“We must find some way to help them,” Vi was beginning when Mrs. Haddon herself came into the room.
She seemed to be sorry for what she had said, and she told them so. She drew up the only chair that was left in the bare little room and sat down, facing the chums.
“You must have thought it very strange for me to speak as I did,” she began, and went on hurriedly as the girls seemed about to protest. “But I have had so much trouble for years that sometimes I don’t know just what I’m doing.”
“Have you lived alone here for very long?” asked Billie, gently.
“Ever since my husband died,” answered Polly Haddon, leaning back in her chair as though she were tired and smoothing her heavy hair back from her forehead. “He was an inventor,” she went on, encouraged by the girls’ friendly interest, to tell of her troubles. “For years he made hardly enough to keep us alive, and after the children came we had a harder pull of it than ever. Then suddenly,” she straightened up in her chair and into her black eyes came a strange gleam, “suddenly, my husband found the one little thing that was wrong with the invention he had been working on for so long—just some little thing it was, that a child could almost see, yet that he had overlooked—and we were fairly crazy with happiness. We thought we had at last realized our dream of a fortune.”

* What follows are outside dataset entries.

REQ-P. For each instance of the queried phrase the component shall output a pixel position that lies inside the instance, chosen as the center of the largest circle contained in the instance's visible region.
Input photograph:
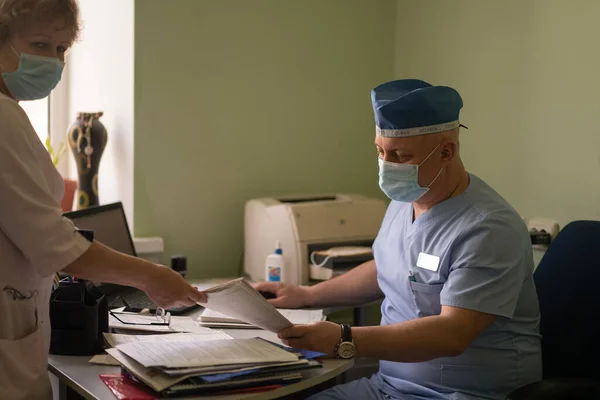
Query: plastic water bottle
(275, 268)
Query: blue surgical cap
(411, 107)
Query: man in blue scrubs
(453, 262)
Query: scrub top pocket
(426, 298)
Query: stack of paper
(172, 365)
(238, 299)
(215, 319)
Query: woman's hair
(16, 15)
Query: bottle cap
(179, 263)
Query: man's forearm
(102, 264)
(358, 286)
(416, 340)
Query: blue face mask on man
(400, 182)
(35, 77)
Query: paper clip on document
(160, 318)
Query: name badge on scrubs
(427, 261)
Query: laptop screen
(109, 225)
(110, 228)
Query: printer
(339, 224)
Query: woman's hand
(168, 289)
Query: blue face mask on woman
(35, 77)
(400, 182)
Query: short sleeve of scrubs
(487, 268)
(29, 214)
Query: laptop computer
(111, 229)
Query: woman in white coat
(35, 240)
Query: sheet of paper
(155, 379)
(114, 339)
(178, 324)
(104, 359)
(240, 300)
(227, 325)
(201, 354)
(302, 317)
(295, 316)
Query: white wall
(101, 78)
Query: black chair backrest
(568, 287)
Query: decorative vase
(69, 196)
(87, 139)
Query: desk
(82, 377)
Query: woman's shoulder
(10, 108)
(15, 129)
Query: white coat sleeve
(29, 215)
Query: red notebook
(126, 389)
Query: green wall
(528, 74)
(236, 99)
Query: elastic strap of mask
(14, 51)
(432, 151)
(435, 179)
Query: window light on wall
(38, 113)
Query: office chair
(568, 286)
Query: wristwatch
(345, 348)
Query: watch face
(346, 350)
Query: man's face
(413, 150)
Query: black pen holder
(78, 316)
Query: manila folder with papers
(238, 299)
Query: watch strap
(346, 333)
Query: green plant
(55, 155)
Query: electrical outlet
(543, 224)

She paused a moment, evidently living over that time in her mind, and the girls, fired by her excitement, waited impatiently for her to go on.
“What happened then?” asked Vi.
“Then,” said the woman, the light dying out of her eyes, leaving them tired and listless again, “the invention was stolen.”
“Stolen!” they echoed, breathlessly.
The woman nodded wearily. She had evidently lost all interest in her story.